Na contemporaneidade, o acesso à jurisdição lança como novo desafio jurídico a efetivação das tutelas de prevenção e precaução, a fim de conferir eficácia ao marco normativo posto pelos princípios constitucionais, na senda aberta por Dworkin80 ao demonstrar a importância de levar os direitos a sério para preservar a vida em sociedade.

6.2. As diferentes fases

Em obra clássica sobre o tema, Mauro Cappelletti81 explicou que o acesso à justiça passou por momentos distintos.

O primeiro considerava ser preciso abrir caminhos aos menos favorecidos, para que pudessem obter tutela jurisdicional nos casos de lesão, já que não dispunham de condições para a realização concreta dos seus direitos. Na Justiça Comum, surgem as defensorias públicas e as leis que garantem assistência judiciária gratuita. Na Justiça do Trabalho, que já albergava o jus postulandi e a assistencia sindical, ampliam-se as possibilidades de substituição processual.

O segundo, marcado pela intensificação da urbanização e do desenvolvimento das grandes cidades, vem desnudar a existência de interesses difusos e transindividuais homogêneos, evidenciando a importância da tutela jurisdicional para que se revestissem de eficácia, evitando que fossem deixados à margem do sistema.

O terceiro deixa de tratar o processo como fim em si mesmo para considerá-lo instrumento de efetivação do direito material, revelando que mais importante do que resolver uma lide é solucionar o próprio conflito, mediante pacificação com justiça.

Cândido Rangel Dinamarco82 acentuou esta diretriz ao tratar dos escopos do processo, relacionando-os à ideia de justiça e ressaltando que sua utilidade só pode ser medida e avaliada quando claramente delineados quais os fins propostos e se são atingidos ou não. Tal se dá porque "não basta alargar o âmbito de pessoas e causas capazes de ingressar em juízo, sendo também indispensável aprimorar internamente a ordem processual, habilitando-a a oferecer resultados úteis e satisfatórios aos que se valem do processo".

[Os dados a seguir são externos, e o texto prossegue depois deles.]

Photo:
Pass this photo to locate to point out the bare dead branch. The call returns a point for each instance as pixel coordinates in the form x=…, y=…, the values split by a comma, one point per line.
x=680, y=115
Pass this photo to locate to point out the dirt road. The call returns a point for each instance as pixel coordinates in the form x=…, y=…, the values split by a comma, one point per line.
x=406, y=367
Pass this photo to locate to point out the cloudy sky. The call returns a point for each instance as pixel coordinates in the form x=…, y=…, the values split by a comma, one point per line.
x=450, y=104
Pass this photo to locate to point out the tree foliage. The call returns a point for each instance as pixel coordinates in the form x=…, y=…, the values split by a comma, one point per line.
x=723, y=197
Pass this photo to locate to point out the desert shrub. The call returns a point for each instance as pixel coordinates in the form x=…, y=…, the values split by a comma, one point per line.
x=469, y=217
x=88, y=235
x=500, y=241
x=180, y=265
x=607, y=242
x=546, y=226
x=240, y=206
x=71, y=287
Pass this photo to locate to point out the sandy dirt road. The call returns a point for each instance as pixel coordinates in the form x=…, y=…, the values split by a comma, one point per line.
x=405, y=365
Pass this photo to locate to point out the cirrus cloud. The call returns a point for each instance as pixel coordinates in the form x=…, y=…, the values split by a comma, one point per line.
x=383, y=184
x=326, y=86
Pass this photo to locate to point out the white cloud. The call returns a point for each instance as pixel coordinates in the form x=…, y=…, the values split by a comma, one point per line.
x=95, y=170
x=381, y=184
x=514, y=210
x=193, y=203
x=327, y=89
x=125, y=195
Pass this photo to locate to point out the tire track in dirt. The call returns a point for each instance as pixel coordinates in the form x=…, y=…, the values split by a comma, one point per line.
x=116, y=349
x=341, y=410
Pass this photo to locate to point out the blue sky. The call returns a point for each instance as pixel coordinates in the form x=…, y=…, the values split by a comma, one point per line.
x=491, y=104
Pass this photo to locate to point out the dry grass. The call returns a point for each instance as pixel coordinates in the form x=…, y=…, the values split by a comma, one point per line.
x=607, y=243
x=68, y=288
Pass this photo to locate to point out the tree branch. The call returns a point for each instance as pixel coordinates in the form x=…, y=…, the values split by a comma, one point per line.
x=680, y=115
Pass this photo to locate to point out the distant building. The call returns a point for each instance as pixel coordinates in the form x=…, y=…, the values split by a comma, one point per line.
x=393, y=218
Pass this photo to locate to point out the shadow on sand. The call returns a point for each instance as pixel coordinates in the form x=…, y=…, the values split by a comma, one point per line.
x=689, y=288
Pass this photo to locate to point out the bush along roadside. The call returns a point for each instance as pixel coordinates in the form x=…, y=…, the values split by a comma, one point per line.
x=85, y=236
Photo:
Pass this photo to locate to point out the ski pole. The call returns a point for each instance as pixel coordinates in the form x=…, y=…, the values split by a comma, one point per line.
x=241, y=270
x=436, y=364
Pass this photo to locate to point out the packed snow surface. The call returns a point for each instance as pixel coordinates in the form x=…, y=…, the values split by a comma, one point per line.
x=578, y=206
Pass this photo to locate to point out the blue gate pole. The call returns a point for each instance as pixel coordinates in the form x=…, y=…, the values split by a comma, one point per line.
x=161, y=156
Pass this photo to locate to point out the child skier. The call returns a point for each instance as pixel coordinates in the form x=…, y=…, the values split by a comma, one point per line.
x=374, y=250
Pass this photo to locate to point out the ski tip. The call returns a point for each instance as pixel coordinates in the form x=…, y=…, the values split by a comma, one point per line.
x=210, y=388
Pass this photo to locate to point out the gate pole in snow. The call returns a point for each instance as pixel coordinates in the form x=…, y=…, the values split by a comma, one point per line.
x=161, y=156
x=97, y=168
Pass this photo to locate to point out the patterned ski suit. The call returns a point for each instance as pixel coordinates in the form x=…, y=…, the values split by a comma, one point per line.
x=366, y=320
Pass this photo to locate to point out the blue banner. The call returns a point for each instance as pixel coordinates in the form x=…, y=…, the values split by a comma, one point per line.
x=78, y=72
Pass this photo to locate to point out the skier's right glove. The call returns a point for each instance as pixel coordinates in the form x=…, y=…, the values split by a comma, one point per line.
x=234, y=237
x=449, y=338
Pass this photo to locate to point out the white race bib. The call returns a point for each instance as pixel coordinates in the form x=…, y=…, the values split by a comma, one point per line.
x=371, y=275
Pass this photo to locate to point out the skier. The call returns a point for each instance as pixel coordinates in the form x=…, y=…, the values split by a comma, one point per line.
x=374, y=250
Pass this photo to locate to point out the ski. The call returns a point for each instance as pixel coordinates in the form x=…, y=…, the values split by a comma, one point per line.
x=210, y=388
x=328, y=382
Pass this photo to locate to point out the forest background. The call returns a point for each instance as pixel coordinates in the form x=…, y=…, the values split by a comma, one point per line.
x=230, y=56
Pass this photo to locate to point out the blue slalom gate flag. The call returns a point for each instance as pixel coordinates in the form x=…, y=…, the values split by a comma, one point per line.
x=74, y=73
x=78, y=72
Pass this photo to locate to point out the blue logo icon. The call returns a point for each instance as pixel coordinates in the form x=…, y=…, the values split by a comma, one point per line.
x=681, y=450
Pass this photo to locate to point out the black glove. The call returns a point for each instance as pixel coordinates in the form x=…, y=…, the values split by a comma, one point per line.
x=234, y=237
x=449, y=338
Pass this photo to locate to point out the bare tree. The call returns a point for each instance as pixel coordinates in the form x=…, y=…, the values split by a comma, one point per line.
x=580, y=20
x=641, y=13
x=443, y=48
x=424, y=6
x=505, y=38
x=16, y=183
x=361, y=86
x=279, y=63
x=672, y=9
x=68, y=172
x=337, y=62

Como bem ressalta Cássio Escarpinella Bueno83, o que deve ser posto em destaque é que os direitos constitucionais, "independentemente de qual ‘dimensão’ ou ‘geração’ pertençam, são, ao contrário do que a doutrina tradicional quis parecer, ‘justiciáveis’ no sentido de que eles não podem e não devem ser entendidos como meras prescrições de direitos sem que houvesse, garantidos no próprio ordenamento jurídico, meios de sua realização concreta, imperativa ...".

Nessa senda, explica Dinamarco, para a "plenitude do acesso à justiça importa remover os males resistentes à universalização da tutela jurisdicional e aperfeiçoar internamente o sistema, para que seja mais rápido e mais capaz de oferecer soluções justas e efetivas. É indispensável que o juiz cumpra em cada caso o dever de dar efetividade ao direito, sob pena de o processo ser somente um exercício improdutivo de lógica jurídica".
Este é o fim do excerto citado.